In questo periodo l’originaria comunità ebraica composta da ebrei provenienti da Germani e Francia, iniziò a essere sostituita da un’immigrazione sempre più organizzata, formata da immigrati provenienti dall’Europa Orientale. Il loro arrivò contribuì a cambiare la composizione sociale della comunità ebraica argentina, nella quale iniziarono a predominare gli artigiani, gli operai e i venditori ambulanti.

6 A. Genis, Psicología del judío, Montevideo, Comunidad del Sur, 1968, p. 122. 7 R. Feierstein, op.cit.

Sebbene gli ebrei fossero protetti dalle leggi argentine, che garantivano loro libertà di culto e uguaglianza davanti la legge, i pregiudizi antiebraici erano ben visibili, soprattutto nei settori dirigenziali.

Con la crisi del liberalismo nel 1929 e il colpo di stai nel 1930, in Argentina si ritornò al modello economico e politico proposto dai proprietari terrieri, vincolato alle esportazioni di materie prime. La fine delle politiche liberali portò inoltre a una chiusura dell’economia, con l’adozione di politiche protezionistiche che riducevano fortemente l’ingresso di prodotti importati.

Nel 1930 il presidente Uriburu inoltre firmò un decreto che imponeva severe limitazioni all’immigrazione, esigeva il pagamento di una tassa per ottenere il visto d’ingresso e il possesso dei certificati di buona salute, buona condotta e non accattonaggio. Nel 1932 si impedì totalmente l’ingresso di immigrati, salvo per i parenti di europei già insediati stabilmente nel paese e i lavoratori in possesso di un regolare contratto.

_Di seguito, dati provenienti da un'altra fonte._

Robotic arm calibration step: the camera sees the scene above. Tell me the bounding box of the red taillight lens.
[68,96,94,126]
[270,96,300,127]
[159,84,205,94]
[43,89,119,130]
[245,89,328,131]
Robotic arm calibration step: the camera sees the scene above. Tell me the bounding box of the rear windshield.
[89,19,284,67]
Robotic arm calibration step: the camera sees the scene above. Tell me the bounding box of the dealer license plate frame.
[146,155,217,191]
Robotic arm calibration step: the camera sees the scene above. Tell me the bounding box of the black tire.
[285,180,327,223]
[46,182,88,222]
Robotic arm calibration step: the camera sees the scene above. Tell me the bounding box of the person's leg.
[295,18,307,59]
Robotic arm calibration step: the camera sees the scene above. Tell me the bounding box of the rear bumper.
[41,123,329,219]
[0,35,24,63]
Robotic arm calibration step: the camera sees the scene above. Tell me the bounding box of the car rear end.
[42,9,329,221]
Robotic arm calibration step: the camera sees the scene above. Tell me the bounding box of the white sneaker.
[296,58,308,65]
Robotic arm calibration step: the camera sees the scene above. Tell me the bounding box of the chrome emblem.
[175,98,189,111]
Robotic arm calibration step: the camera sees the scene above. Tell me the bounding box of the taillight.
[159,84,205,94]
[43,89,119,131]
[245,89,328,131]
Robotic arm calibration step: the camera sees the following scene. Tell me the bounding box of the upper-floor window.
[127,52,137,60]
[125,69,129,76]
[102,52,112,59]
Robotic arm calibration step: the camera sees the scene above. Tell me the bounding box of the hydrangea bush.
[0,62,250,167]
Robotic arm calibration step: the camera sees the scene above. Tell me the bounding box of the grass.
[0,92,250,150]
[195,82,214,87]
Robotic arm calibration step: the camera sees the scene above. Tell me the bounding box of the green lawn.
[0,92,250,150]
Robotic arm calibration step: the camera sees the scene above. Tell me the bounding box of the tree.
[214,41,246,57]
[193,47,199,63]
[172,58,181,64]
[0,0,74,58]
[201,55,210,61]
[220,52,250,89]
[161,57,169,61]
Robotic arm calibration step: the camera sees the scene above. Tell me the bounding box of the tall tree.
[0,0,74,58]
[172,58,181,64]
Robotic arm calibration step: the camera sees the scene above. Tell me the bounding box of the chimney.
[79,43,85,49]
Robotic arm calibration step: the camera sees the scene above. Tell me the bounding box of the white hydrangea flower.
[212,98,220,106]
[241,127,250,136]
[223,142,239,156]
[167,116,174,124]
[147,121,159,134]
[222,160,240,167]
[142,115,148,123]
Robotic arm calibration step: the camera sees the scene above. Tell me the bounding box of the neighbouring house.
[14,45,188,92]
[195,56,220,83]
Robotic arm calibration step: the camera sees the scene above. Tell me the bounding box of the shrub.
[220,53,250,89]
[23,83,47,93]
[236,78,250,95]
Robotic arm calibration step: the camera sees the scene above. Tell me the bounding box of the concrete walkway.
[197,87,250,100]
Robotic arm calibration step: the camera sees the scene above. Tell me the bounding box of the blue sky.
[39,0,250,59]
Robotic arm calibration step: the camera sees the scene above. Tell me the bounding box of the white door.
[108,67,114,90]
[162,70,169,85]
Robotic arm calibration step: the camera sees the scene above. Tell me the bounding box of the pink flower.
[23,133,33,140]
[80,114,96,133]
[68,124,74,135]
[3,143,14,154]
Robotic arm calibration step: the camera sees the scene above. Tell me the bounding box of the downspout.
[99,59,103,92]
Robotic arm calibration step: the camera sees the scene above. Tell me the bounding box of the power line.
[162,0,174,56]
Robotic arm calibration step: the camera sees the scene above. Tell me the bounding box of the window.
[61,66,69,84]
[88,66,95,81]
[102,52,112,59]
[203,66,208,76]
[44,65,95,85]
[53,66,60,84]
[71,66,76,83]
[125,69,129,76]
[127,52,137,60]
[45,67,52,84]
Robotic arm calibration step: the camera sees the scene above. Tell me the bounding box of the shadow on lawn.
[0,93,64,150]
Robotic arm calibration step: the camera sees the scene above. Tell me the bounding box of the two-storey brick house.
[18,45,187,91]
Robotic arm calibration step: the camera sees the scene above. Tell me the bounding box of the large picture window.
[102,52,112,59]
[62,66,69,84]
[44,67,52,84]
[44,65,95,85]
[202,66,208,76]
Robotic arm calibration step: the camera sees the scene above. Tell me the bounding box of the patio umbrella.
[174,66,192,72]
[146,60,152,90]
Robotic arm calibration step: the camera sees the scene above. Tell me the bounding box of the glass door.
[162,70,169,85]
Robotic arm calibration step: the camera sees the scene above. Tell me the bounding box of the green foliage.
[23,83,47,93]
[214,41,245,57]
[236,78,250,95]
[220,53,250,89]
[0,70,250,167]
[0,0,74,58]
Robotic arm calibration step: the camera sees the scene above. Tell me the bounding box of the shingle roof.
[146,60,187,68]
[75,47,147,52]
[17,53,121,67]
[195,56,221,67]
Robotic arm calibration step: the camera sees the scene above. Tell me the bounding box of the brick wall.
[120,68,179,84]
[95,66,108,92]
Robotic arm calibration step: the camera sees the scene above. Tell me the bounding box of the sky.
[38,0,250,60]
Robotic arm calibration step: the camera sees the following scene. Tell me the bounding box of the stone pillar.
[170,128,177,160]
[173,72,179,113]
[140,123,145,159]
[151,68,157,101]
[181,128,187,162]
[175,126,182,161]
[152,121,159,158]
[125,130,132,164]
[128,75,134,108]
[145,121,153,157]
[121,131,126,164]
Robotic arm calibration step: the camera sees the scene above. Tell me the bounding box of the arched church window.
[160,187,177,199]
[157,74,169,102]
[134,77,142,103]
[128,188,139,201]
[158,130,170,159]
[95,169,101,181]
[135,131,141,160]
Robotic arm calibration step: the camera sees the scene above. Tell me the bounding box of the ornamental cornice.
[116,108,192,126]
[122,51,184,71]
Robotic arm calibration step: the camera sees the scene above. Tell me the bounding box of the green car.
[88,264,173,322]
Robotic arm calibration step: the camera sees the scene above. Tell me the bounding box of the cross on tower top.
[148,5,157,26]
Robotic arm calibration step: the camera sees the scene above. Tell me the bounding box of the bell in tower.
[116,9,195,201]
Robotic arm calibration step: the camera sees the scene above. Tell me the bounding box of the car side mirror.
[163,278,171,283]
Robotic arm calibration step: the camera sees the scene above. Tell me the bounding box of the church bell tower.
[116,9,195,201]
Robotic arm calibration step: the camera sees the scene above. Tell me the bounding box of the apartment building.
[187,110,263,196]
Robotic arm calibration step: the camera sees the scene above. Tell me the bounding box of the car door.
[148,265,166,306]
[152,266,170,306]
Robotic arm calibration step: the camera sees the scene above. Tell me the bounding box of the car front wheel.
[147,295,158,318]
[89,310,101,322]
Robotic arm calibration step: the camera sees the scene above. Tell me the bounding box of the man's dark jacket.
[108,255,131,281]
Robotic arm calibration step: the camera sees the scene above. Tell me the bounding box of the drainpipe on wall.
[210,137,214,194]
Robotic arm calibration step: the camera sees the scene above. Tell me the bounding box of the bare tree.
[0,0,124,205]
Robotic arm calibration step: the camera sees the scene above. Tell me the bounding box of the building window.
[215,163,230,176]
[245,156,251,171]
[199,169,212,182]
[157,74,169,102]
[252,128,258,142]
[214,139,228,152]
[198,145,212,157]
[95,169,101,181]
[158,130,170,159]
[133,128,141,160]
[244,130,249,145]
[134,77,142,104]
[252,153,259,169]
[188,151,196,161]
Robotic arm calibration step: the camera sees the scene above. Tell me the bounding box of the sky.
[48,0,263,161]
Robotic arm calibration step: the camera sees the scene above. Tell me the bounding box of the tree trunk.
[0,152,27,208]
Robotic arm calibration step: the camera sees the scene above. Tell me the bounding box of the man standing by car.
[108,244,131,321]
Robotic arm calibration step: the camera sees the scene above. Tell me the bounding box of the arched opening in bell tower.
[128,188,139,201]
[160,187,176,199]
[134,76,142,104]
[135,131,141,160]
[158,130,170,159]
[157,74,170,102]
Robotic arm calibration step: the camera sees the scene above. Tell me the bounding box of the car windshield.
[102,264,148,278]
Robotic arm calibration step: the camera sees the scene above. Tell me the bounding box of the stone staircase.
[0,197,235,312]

Fu proprio a seguito di tali restrizioni che la comunità ebraica sviluppò le sue istituzioni centrali, sia politiche sia ricreative ed educative.

Nel 1933, con l’arrivo di Hitler al potere, venne creato a Buenos Aires il Comitato contro le persecuzioni degli ebrei in Germania, che cambiò nome l’anno successivo diventando il Comitato contro l’antisemitismo. Il suo obiettivo era quello di divulgare informazioni sul nazismo e sulle pratiche repressive che adottava. Inoltre si fece promotore del boicottaggio dei prodotti tedeschi e organizzò delle raccolte fondi per aiutare i perseguitati.

Nel 1935 le istituzioni ebraiche quella che sarebbe diventata l’erede del Comitato, la

Delegación de Asociaciones Israelitas Argentina, DAIA. Sebbene la DAIA si

presentava come rappresentante politica della comunità ebraica, le sue rivendicazioni sociali e politiche erano le stesse della società argentina. Non difendeva diritti speciali per i cittadini argentini di origine ebraica.

Inoltre, fu in questo periodo che nacquero i primi grandi centri sportivi ebraici. Nel 1926 si unirono diverse istituzioni ebraiche e crearono la Sociedad Hebraica Argentina. Si trattava di un’istituzione sportiva, sociale e culturale.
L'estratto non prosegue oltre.